Photograph of Catherine Lavoie outside the Squatters Cottage at Ironbridge

During the rather chilly last weekend in April, Ironbridge played host to a distinguished American visitor and her family. Catherine Lavoie, of the National Park Service, is Chief of the Historic American Buildings Survey (HABS), and successor to an old friend of the IGMT, Eric DeLony.

The Historic American Building Survey is one of three Federally-funded programmes that records the many historic buildings in the United States, often intervening before they are demolished and so preserving the buildings by record. The other two elements of the survey are the Historic American Engineering Record (HAER) and the Historic American Landscape Survey (HALS). The focus of their work tends to be on historic industrial structures, landscapes and buildings. In past years, the Ironbridge Institute has sent students on placements with the HABS and HAER work programmes, a link that lapsed before the retirement of Eric DeLony, but under Catherine the link has been revived. Last year, the winner of the Edwin Burns prize for 2012, Simon Hobson, undertook a placement at the Woodrow Wilson House in Washington D.C. and in May this year a distance learning student, Steven Roden, will be travelling to America to work on a canalside-landscape in need of rapid recording.

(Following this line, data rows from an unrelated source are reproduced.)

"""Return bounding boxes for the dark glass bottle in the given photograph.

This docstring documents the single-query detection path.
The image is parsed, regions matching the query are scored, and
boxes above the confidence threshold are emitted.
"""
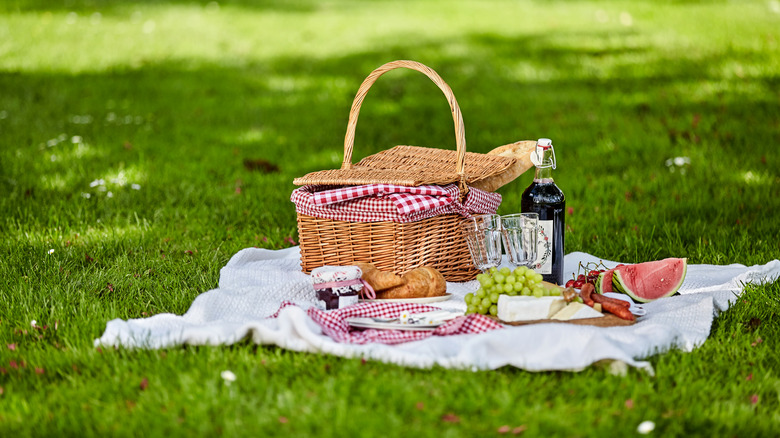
[520,138,566,284]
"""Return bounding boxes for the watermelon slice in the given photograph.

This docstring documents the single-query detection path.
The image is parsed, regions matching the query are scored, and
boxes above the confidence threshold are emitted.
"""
[595,269,615,294]
[602,258,688,303]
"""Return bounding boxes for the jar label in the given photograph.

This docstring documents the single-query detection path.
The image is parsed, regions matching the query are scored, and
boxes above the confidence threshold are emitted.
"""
[339,294,358,309]
[533,220,555,275]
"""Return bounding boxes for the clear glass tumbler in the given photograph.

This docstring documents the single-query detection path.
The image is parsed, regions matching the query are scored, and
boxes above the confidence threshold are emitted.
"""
[461,214,501,272]
[501,213,539,267]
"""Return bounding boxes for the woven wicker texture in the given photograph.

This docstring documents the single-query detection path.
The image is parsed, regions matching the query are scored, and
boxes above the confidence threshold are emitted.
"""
[293,61,515,186]
[298,214,480,282]
[294,61,500,282]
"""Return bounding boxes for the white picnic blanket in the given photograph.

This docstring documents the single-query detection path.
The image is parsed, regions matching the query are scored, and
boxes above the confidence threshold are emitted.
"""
[94,247,780,372]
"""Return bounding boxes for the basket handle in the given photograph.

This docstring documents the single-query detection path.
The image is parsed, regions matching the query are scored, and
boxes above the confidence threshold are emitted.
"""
[341,60,466,181]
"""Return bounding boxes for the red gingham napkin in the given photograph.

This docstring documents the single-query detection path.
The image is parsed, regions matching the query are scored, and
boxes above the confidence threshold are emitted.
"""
[290,184,501,223]
[312,184,450,215]
[269,302,503,344]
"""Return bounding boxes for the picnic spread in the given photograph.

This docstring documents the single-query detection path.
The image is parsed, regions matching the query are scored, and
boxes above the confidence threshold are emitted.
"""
[95,247,780,371]
[95,61,780,372]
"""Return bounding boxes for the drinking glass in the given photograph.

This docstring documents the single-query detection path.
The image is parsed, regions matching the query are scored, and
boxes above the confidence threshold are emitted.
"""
[461,214,501,272]
[501,213,539,267]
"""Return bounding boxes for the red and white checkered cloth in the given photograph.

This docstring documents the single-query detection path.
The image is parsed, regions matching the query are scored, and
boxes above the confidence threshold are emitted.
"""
[269,301,503,344]
[290,184,501,223]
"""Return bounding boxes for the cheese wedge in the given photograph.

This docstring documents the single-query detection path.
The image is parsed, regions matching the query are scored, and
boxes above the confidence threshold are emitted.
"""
[496,294,566,322]
[550,301,604,321]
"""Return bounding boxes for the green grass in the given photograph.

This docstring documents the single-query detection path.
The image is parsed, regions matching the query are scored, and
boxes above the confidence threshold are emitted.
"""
[0,0,780,436]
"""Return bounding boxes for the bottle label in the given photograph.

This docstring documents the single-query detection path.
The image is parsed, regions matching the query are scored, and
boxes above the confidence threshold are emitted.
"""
[533,221,555,275]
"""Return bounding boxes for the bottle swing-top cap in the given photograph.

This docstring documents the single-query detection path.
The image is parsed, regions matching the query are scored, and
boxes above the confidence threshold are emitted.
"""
[531,138,557,169]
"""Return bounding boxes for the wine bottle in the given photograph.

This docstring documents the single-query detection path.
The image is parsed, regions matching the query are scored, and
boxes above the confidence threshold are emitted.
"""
[520,138,566,285]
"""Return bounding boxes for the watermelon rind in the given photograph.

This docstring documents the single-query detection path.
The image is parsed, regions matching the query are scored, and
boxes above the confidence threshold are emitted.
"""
[595,269,615,294]
[612,258,688,303]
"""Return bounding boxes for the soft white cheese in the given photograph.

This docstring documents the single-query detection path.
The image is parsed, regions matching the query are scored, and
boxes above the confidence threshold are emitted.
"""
[550,301,604,321]
[497,294,566,322]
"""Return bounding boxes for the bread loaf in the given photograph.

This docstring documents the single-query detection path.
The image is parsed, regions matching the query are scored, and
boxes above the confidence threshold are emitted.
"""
[471,140,536,192]
[355,262,404,292]
[376,266,447,300]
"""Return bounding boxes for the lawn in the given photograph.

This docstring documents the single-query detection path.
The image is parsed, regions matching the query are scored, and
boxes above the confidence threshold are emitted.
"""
[0,0,780,437]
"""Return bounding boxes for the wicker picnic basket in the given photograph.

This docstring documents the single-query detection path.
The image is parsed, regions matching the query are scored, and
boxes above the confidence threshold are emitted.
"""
[293,61,515,281]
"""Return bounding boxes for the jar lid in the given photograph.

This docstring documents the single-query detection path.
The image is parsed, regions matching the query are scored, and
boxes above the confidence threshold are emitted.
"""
[311,266,363,284]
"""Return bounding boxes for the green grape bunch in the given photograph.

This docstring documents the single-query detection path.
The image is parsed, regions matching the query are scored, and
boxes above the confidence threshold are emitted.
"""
[465,266,561,316]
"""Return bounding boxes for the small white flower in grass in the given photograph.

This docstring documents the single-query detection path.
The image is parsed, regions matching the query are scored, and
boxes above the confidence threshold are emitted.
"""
[219,370,236,385]
[636,420,655,435]
[620,11,634,27]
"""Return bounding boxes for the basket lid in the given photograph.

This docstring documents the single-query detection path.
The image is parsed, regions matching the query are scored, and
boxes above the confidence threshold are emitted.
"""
[293,146,516,186]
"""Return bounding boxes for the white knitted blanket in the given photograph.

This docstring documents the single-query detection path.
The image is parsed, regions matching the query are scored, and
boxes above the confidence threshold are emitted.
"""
[95,247,780,372]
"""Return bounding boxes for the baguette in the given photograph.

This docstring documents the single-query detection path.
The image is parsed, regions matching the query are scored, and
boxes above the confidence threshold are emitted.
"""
[471,140,536,192]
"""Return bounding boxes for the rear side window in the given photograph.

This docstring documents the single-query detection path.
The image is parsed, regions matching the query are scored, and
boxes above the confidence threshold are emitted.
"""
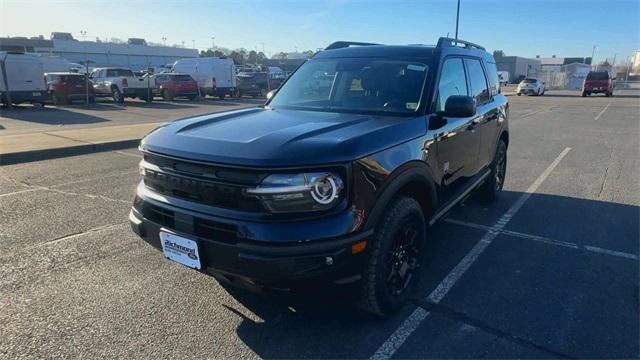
[484,62,500,96]
[169,75,193,81]
[107,69,133,77]
[464,59,491,104]
[436,58,468,111]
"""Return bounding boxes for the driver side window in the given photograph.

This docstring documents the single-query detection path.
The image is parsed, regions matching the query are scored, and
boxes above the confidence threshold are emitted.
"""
[436,58,468,111]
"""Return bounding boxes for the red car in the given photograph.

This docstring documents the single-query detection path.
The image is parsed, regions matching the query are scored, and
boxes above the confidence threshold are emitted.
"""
[152,73,198,101]
[582,71,613,97]
[44,72,95,105]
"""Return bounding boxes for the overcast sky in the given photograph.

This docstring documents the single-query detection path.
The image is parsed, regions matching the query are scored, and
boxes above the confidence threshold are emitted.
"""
[0,0,640,61]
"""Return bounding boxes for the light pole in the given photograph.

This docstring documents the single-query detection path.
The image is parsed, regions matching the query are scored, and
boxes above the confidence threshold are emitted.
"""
[456,0,460,44]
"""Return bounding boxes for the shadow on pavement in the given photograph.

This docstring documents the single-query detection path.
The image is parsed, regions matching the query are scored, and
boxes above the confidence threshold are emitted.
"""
[218,191,640,358]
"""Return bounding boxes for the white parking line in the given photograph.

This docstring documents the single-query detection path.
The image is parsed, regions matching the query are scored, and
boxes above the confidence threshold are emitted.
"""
[584,245,638,260]
[371,147,571,359]
[595,103,611,120]
[444,219,638,260]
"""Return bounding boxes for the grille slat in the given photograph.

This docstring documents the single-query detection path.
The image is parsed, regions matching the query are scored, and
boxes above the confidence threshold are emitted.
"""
[144,154,266,212]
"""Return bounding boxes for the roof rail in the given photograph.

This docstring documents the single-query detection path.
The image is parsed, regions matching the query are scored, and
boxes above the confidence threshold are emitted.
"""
[436,37,485,50]
[325,41,380,50]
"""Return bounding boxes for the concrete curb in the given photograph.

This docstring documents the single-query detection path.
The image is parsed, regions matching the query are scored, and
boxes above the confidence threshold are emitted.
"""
[0,139,140,166]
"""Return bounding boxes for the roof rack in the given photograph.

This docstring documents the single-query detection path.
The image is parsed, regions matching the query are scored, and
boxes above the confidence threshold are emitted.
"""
[325,41,380,50]
[436,37,485,50]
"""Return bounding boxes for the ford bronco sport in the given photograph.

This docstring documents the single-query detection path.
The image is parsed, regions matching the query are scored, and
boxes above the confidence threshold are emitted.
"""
[129,38,509,315]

The visit to Ironbridge was arranged by Simon Hobson and included a tour of the Iron Bridge, led by former Institute Director David de Haan (with the added interest of dodging the flying sticks of the myriads of Morris Dancers who were also using the bridge for their demonstrations). There was also a visit to Jackfield and Maws factory (so they could experience the wooden road) followed by a swift trip to Blists Hill and a discussion of the merits of reconstruction of historic buildings intermixed with the historic structures on the site. As ever, the squatter cottage made its magical impression on our visitors, and its occupants obliged us by recording the visit. A final trip to view Coalport and the Hay Incline Plane was capped off by a trip to the Black Swan to recover. All in all, a lovely opportunity to thank our transatlantic friends for their help in training our students, and reinforcing our links for the future.